Os integrantes da Comissão de Constituição e Justiça (CCJ) celebraram ontem a aprovação pelo plenário da Assembleia Legislativa, na semana passada, do projeto de resolução que muda o Regimento da Casa e promete acelerar a votação dos projetos de lei de autoria dos deputados.
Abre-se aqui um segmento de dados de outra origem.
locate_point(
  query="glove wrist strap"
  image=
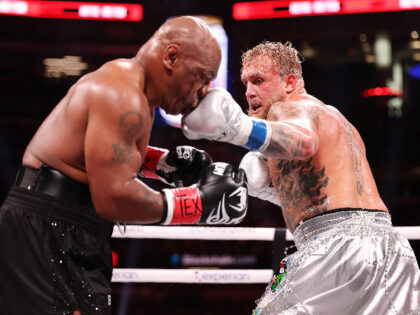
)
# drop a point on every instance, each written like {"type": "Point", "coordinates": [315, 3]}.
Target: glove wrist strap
{"type": "Point", "coordinates": [183, 206]}
{"type": "Point", "coordinates": [258, 133]}
{"type": "Point", "coordinates": [151, 162]}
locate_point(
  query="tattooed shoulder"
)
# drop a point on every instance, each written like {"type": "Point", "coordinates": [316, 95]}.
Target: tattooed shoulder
{"type": "Point", "coordinates": [129, 127]}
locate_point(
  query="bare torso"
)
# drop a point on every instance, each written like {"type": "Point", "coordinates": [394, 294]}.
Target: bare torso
{"type": "Point", "coordinates": [336, 176]}
{"type": "Point", "coordinates": [60, 141]}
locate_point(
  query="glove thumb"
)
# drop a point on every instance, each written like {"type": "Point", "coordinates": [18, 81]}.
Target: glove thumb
{"type": "Point", "coordinates": [240, 176]}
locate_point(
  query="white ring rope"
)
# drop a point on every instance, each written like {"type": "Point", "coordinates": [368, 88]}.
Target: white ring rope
{"type": "Point", "coordinates": [211, 276]}
{"type": "Point", "coordinates": [223, 233]}
{"type": "Point", "coordinates": [199, 233]}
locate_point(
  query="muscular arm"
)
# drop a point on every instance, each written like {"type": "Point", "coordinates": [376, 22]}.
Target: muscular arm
{"type": "Point", "coordinates": [118, 127]}
{"type": "Point", "coordinates": [294, 135]}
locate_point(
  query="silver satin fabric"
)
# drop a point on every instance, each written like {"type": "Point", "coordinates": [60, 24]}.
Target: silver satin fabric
{"type": "Point", "coordinates": [347, 262]}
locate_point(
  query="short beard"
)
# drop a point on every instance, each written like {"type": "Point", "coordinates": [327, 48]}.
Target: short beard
{"type": "Point", "coordinates": [263, 113]}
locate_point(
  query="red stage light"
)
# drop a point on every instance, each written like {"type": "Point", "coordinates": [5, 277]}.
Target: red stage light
{"type": "Point", "coordinates": [114, 259]}
{"type": "Point", "coordinates": [291, 8]}
{"type": "Point", "coordinates": [73, 10]}
{"type": "Point", "coordinates": [381, 91]}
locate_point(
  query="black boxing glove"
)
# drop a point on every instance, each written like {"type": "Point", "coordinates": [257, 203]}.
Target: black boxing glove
{"type": "Point", "coordinates": [220, 197]}
{"type": "Point", "coordinates": [178, 167]}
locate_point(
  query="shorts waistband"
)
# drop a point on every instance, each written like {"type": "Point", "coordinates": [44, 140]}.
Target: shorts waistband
{"type": "Point", "coordinates": [341, 219]}
{"type": "Point", "coordinates": [42, 198]}
{"type": "Point", "coordinates": [49, 181]}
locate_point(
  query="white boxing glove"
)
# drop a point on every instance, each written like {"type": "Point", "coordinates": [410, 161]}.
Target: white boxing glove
{"type": "Point", "coordinates": [219, 117]}
{"type": "Point", "coordinates": [258, 174]}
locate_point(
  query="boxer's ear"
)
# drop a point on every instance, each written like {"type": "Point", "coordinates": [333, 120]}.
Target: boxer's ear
{"type": "Point", "coordinates": [170, 56]}
{"type": "Point", "coordinates": [290, 82]}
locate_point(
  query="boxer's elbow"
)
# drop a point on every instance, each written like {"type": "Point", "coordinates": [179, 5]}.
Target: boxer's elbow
{"type": "Point", "coordinates": [308, 146]}
{"type": "Point", "coordinates": [109, 201]}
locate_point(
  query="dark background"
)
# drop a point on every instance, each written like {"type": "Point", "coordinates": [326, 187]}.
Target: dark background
{"type": "Point", "coordinates": [335, 71]}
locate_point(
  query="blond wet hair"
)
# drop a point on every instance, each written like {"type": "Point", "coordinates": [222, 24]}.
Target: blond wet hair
{"type": "Point", "coordinates": [284, 56]}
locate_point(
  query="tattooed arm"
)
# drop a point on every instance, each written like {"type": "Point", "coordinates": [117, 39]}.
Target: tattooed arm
{"type": "Point", "coordinates": [115, 144]}
{"type": "Point", "coordinates": [294, 135]}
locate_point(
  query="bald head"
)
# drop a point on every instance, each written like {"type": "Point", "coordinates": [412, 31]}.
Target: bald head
{"type": "Point", "coordinates": [179, 60]}
{"type": "Point", "coordinates": [194, 38]}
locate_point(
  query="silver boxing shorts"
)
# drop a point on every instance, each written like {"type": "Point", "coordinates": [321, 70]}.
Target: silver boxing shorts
{"type": "Point", "coordinates": [347, 262]}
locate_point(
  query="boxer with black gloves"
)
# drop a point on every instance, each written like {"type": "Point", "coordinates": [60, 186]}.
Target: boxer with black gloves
{"type": "Point", "coordinates": [179, 167]}
{"type": "Point", "coordinates": [80, 172]}
{"type": "Point", "coordinates": [220, 197]}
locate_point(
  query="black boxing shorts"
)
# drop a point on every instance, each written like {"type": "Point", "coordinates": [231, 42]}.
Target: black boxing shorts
{"type": "Point", "coordinates": [55, 256]}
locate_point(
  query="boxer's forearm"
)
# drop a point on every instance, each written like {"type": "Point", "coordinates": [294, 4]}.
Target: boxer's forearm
{"type": "Point", "coordinates": [132, 202]}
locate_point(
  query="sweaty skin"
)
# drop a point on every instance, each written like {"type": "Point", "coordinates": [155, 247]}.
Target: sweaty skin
{"type": "Point", "coordinates": [317, 158]}
{"type": "Point", "coordinates": [99, 132]}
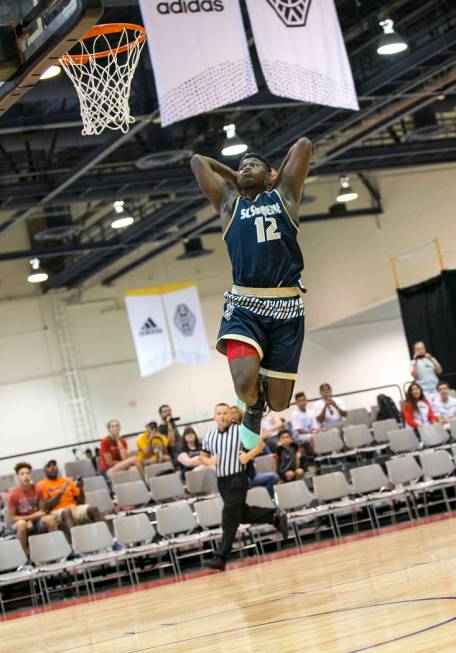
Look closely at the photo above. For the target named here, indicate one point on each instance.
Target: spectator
(152, 445)
(288, 458)
(424, 368)
(26, 507)
(114, 453)
(416, 409)
(271, 425)
(329, 412)
(65, 499)
(444, 405)
(168, 427)
(189, 455)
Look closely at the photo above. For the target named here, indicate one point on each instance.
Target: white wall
(347, 271)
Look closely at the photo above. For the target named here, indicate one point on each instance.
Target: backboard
(33, 35)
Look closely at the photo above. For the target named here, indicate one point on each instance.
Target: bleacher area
(373, 475)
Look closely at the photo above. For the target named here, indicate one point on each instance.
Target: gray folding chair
(101, 499)
(357, 416)
(12, 558)
(127, 476)
(176, 523)
(49, 552)
(403, 441)
(92, 483)
(300, 505)
(334, 487)
(433, 435)
(163, 488)
(94, 543)
(155, 469)
(132, 494)
(371, 480)
(264, 464)
(381, 429)
(137, 534)
(83, 468)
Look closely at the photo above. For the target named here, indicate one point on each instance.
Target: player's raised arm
(294, 169)
(215, 179)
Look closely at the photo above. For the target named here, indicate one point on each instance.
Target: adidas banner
(199, 55)
(302, 52)
(186, 324)
(149, 329)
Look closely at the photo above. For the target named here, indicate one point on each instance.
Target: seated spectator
(26, 507)
(65, 499)
(444, 405)
(424, 368)
(416, 409)
(152, 445)
(114, 453)
(329, 412)
(189, 455)
(288, 458)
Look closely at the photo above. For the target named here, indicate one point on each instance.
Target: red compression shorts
(238, 349)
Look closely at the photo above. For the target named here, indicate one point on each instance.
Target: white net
(103, 83)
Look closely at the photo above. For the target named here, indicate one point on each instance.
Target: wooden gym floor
(392, 592)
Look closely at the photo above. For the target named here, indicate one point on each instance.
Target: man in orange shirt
(65, 499)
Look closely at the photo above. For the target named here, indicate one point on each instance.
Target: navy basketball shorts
(274, 326)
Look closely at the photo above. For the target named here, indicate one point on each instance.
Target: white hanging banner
(186, 324)
(149, 329)
(302, 51)
(199, 54)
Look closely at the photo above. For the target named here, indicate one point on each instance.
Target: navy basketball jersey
(262, 243)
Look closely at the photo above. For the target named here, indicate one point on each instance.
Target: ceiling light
(52, 71)
(121, 223)
(232, 145)
(346, 192)
(390, 42)
(36, 276)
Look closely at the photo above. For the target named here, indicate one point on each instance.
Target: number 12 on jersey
(268, 233)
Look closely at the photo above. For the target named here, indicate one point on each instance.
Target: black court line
(309, 616)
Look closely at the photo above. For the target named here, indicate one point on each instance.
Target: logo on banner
(149, 328)
(292, 13)
(189, 6)
(184, 320)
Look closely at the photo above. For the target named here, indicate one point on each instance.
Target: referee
(222, 447)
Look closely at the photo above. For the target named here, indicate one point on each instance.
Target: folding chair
(137, 534)
(335, 487)
(166, 487)
(49, 553)
(94, 543)
(83, 468)
(371, 480)
(12, 558)
(403, 441)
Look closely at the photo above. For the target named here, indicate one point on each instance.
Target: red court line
(27, 612)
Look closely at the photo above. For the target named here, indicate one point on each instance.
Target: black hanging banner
(429, 314)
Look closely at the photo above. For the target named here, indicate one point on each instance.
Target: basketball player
(262, 329)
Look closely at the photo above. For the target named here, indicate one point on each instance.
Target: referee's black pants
(233, 490)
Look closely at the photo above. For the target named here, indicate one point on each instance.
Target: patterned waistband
(277, 308)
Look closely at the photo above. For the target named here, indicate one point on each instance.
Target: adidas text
(189, 6)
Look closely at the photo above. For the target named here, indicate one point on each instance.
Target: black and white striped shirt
(226, 445)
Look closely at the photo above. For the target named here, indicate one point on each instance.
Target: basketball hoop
(102, 72)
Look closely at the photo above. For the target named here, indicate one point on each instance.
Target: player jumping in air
(262, 329)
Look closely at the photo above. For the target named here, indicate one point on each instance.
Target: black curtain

Os deputados agora defendem novas mudanças no regimento para agilizar ainda mais o processo legislativo.
Apresentado pelos próprios membros da CCJ, a resolução aprovada estabelece que qualquer deputado, nos 60 dias subsequentes a instalação da nova legislatura, poderá requerer ao presidente da Assembleia o desarquivamento da proposição arquivada e ela retornará a tramitação do estágio em que se encontrava. Com isso, vai se evitar que projeto desarquivado seja apreciado novamente por uma comissão na qual já tenha passado, acabando assim com o retrabalho.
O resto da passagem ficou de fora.